Unlike King, Maximum Overdrive star Yeardley Smith remembers the movie’s chaotic production during a hot North Carolina summer very well. And one of the things she recalls is that King mostly kept his addictions hidden from the cast, which included Emilio Estevez, Pat Hingle and Laura Harrington. “He could not have been nicer,” the actress tells Yahoo Entertainment. “He was incredibly humble and was the first to admit that he didn’t have any idea what he was doing. One of the reasons why Stephen says he doesn’t remember [the movie] is because it was the height of his alcoholism and drug addiction, which I didn’t know!” (Watch our video interview above.)
That said, Smith — who played newlywed bride Connie alongside John Short as her on-screen husband, Curtis — definitely observed signs that the director might be under the influence of something other than the creative process. “If it was a night shoot, the beer would come out at five o’clock, and he would just start drinking,” she says, laughing. “I was like ‘OK!’ In retrospect, maybe it was not the best decision.”
Of course, there were plenty of other issues besides King’s copious beer consumption that plagued Maximum Overdrive. For starters, the movie was a feature-length extrapolation of a 12-page short story in which a group of people take refuge from the truck-pocalypse at a roadside truck stop. “That just seems like not a great idea to begin with,” Smith notes. And even though the film was shot in the U.S., the entire crew had been brought over from Italy by producer Dino De Laurentiis. “We had a translator on set who would say to Stephen: ‘What would you like to do?’ And then Stephen would say, ‘I want to do this,’ and then the guy would translate to the Italian crew and the Italian crew would discuss it. We must have added on a week-and-a-half in shooting in time just for translation alone.”
Today, of course, Smith is known around the world as the voice of Lisa Simpson. Back in 1986, though, the then-22-year-old actress had only been on two film sets prior to Maximum Overdrive, and that inexperience led her to agree to things that her current self would wisely avoid. Case in point: for the scene where a plow pushes a Cadillac through the wall of the truck stop and Connie leaps out of the way, King and the crew asked Smith to perform the stunt herself.
“They said, ‘OK, Yeardley ... you’re going to stand there and you cannot move until we say go, because we only have one shot at this. Don’t worry, because it’s going to look onscreen like it’s coming so fast, but it’ll be so slow.’” But then the car came crashing through the wall at top speed, inspiring a reaction from Smith that’s 100 percent authentic. “That scream is so real! It was not legal, I’m sure, at all. No hazard pay, no nothing. That’s the kind of shoot it was.”

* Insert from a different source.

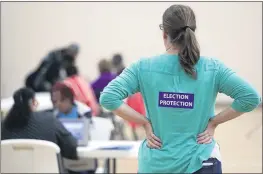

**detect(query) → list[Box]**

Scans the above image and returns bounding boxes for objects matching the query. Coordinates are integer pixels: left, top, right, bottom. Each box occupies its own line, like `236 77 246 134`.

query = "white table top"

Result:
77 141 142 158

Released in the summer of 1986, Maximum Overdrive proved a box-office bust and King has long since disowned the movie he doesn’t remember making. (Funnily enough, it hit theaters a month before Rob Reiner’s Stand by Me, which is regarded by many — including the author himself — as one of the very best King adaptations.) In the ensuing decades, though, the movie has developed a fanbase that embraces its general chaos and logic gaps, like the fact that there are multiple mechanically powered things that don’t develop an urge to kill all humans.

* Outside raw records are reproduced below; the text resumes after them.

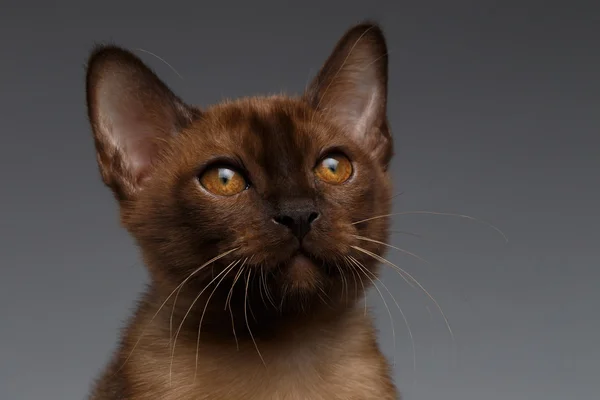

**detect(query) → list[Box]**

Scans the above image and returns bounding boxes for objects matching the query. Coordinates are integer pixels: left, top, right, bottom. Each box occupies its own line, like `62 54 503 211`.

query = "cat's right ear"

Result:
86 45 199 200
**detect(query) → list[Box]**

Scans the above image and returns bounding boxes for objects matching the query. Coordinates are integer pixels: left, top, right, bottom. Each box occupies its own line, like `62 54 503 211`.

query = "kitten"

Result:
87 23 398 400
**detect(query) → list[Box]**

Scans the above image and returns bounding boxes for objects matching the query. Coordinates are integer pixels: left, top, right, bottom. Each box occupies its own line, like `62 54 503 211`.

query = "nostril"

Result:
273 215 294 228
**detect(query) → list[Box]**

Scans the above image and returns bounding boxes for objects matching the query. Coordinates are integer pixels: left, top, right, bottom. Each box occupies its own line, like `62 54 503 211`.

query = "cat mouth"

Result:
288 250 316 269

“The real problem with the film is that we broke our own rules,” Smith says now. “The rule is this comet passes through the atmosphere, and all of the electronics and mechanical things go haywire and kill people. Except for the things we really need! We end up getting on a boat [at the end of the film], and it has a motor. I’m sorry, what? You can’t do that! There were other problems, too, but that seemed big.”
Maximum Overdrive is available to rent or purchase on Amazon and Vudu.